- Born: Nicholas Andrew Black 1951 (age 74–75) UK
- Education: University of Birmingham
- Occupation: Health services researcher
- Employer: GoodUnited
- Website: www.lshtm.ac.uk/aboutus/people/black.nick

= Nick Black =

British physician and health services researcher

Sir Nicholas Andrew Black (born 1951) is a British physician and health services researcher.

Black studied medicine at the University of Birmingham, graduating in 1974, worked for Save the Children Fund (UK) in Nepal for 18 months before undertaking a doctorate and training in public health at Oxford from 1978 to 1982. He was then a lecturer at the Open University for three years, writing a distance-learning course 'Health and Disease' with biologists, sociologists and economists.

In 1985, he obtained a position at the London School of Hygiene and Tropical Medicine, becoming chair in health services research there in 1995. He established and co-edited the Journal of Health Services Research and Policy from 1996 until 2017.

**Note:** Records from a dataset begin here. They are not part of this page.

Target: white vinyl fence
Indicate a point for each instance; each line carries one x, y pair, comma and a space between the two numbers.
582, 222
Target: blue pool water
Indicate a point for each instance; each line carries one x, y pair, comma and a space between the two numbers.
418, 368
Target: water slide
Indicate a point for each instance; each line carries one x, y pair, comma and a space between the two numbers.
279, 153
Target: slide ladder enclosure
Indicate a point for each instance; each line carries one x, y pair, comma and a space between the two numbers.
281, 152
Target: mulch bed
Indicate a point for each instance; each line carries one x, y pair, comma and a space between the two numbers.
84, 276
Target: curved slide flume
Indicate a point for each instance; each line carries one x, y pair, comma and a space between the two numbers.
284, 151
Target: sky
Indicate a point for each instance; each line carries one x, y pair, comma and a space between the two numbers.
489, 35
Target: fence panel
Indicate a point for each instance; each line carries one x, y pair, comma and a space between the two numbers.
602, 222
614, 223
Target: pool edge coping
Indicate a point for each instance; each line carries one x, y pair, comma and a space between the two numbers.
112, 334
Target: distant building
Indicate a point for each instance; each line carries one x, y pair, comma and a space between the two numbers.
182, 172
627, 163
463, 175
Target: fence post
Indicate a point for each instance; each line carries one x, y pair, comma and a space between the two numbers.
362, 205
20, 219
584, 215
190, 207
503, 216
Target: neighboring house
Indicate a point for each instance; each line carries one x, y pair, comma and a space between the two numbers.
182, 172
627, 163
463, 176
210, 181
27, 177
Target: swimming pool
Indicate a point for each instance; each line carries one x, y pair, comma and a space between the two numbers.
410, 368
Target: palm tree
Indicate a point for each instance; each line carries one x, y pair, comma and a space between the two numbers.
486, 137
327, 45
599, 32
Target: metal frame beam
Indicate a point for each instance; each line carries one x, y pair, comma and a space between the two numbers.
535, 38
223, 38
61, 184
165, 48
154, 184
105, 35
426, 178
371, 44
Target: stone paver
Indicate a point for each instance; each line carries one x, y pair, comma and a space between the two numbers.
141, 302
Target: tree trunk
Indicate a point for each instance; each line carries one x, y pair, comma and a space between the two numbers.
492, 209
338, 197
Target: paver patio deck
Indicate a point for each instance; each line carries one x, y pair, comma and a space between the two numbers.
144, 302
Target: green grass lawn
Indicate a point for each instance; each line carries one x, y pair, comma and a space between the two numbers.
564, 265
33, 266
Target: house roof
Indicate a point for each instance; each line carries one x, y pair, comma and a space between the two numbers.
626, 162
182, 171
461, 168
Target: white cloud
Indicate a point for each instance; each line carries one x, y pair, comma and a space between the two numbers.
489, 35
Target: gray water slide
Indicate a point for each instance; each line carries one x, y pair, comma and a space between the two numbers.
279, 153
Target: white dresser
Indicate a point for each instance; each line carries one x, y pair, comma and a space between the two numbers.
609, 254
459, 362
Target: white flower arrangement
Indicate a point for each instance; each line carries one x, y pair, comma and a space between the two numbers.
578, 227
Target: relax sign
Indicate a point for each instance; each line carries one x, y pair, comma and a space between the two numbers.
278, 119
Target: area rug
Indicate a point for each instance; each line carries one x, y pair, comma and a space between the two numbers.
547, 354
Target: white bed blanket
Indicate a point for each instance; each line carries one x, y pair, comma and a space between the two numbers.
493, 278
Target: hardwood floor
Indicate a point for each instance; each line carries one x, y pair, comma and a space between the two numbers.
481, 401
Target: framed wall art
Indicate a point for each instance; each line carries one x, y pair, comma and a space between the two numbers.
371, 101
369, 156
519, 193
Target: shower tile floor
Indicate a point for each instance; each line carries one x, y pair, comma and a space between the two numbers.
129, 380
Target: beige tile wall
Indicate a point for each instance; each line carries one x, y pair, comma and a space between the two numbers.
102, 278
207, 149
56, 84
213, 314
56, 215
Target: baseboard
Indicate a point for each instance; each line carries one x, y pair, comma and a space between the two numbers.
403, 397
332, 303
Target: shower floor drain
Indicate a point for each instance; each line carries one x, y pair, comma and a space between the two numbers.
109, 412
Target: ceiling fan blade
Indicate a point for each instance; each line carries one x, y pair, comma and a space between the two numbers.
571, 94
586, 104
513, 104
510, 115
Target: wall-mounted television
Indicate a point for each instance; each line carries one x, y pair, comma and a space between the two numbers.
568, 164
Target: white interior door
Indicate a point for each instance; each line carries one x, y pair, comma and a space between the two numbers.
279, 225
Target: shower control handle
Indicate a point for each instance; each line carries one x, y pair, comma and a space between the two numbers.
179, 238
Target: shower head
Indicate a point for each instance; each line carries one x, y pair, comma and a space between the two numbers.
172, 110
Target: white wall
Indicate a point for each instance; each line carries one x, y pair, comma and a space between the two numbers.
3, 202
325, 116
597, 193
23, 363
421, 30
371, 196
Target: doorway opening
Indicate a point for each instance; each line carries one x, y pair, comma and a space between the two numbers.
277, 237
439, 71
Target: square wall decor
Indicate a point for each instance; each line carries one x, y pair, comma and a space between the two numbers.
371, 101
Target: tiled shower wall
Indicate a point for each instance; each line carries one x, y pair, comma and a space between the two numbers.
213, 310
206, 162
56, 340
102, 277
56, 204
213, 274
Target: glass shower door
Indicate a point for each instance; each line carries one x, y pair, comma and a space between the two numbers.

He published in 2006 Walking London's Medical History, a book of seven walks through London telling the story of how health services and health care policy developed. Since 2016 he has created two GPS guided walks on VoiceMap.

He was made a Knight Bachelor in the 2017 New Year Honours for his services to healthcare research. He is also an Honorary Fellow of the Royal College of Physicians, Edinburgh (FRCP Edin) and Honorary Fellow of the Royal College of Surgeons, England (FRCS Engl).